I kept learning how to garden and how to interact with the inmates. I learned how to add nuance to my language when I talked about them. I learned how to grow plants from seed and eat produce covered in dirt straight out of the garden alongside the inmates.

Now, I passionately believe that the prison system represents a crossroads in our society where issues of mental illness, poverty, addiction, desperation, and race intersect. The prison system might be the best way to tackle these complex issues. By examining the legal and criminal justice systems, we can analyze the ways our society criminalizes poverty. We can think critically about mental health and drug rehabilitation solutions.

When I came to the correctional facility for the fingerprinting necessary to receive my volunteer badge after six months of training, I met a volunteer from a different program. He was a black man who had been incarcerated in that very prison just a year prior. After seeing the inside of the system, he vowed to change it from the inside out once his sentence was up. In just a year, he had become a drug and alcohol rehabilitation counselor who met personally with inmates to create programs for them and get them into self-sustaining communities and halfway houses once they had served their time. Rather than wallow in self-pity or blame himself for whatever he had done, he picked himself up and handled himself while he was broken. And he did so in a way that helped people in the same position.

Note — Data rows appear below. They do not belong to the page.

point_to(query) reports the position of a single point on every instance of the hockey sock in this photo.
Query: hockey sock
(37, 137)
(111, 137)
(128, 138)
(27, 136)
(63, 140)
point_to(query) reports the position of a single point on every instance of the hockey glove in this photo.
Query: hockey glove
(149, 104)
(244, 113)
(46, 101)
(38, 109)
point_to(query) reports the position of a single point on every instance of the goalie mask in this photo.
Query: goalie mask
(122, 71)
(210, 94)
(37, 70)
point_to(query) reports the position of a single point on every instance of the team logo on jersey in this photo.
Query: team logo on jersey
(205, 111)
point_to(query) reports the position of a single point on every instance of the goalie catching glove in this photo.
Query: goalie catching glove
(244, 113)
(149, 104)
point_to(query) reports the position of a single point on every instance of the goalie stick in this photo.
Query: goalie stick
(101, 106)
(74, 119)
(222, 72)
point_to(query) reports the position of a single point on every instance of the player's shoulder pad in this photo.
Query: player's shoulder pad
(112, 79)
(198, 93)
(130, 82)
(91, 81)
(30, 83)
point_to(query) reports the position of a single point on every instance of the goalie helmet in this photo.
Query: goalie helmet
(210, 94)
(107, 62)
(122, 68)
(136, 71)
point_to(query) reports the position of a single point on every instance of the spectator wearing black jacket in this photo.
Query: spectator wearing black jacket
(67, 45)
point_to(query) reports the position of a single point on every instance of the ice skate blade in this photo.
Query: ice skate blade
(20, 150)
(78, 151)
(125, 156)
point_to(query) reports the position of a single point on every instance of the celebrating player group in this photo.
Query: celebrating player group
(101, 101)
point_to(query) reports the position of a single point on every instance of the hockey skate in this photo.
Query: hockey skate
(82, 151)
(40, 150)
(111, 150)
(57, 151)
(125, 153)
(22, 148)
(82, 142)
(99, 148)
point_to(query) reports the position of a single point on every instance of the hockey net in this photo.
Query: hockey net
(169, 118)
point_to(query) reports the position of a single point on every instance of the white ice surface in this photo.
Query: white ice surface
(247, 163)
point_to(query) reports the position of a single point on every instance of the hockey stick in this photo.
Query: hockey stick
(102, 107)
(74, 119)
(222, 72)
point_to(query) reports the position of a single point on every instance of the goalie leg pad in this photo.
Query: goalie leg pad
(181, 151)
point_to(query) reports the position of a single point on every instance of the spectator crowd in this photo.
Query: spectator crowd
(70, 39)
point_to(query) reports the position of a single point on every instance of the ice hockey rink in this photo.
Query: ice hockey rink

My mom says, “Picking yourself up is what makes the difference between a victim and a survivor.”

Though I had gone through trauma after trauma after trauma with my father and even had to testify in court against him while he was present, I kept picking myself back up. I did what I could, and then, when I was ready, I gave back to my community.

I still volunteer in the correctional facility and am working toward creating community garden programs in my neighborhood while I prepare for graduate school. My father is still facing trials for what he did, but I believe he is now on the road to recovery.

Sometimes, disaster hits. Maybe you lose your job or you fail a class or a family member commits a terrible crime. Maybe you lose your home or you have a chronic illness or you escape an abusive relationship. These are the times when we, as humans, break. But it’s okay. You pick yourself up. You go through the motions. You handle yourself while you’re broken.